Un manifestant qui proteste contre la Loi Police, Crime, Sentencing and CourtsUn manifestant qui proteste contre la Loi Police, Crime, Sentencing and Courts
Écrit par Lili Auriat
Publié le 15 septembre 2021, mis à jour le 16 septembre 2021

Alors que la seconde lecture de la loi Police, Crime, Sentencing and Courts Bill a été complétée mardi à la Chambre des Lords, celle-ci reste toujours autant controversée.

En discussion depuis le 9 mars au Parlement britannique, cette loi inquiète plusieurs associations féministes, antiracistes ou de travailleurs sociaux. Elles redoutent de nombreuses dérives que pourrait entrainer la loi : entache au secret professionnel, restriction des libertés fondamentales, augmentation des discriminations…

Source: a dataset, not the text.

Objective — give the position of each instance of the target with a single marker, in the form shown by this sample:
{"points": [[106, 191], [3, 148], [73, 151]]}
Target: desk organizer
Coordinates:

La loi avait déjà provoqué un tollé au Royaume-Uni puisque sa première lecture avait eu lieu peu après l’arrestation brutale de femmes venues rendre hommage à Sarah Everard, tuée par un policier britannique. Au motif que cette veillée avait eu lieu alors que les restrictions sanitaires étaient encore en vigueur, certaines avaient été violemment arrêtées par les forces de l’ordre. Des images qui avaient provoqué la colère d’une partie du pays, ravivant la question des violences policières en plus de celle des violences faites aux femmes.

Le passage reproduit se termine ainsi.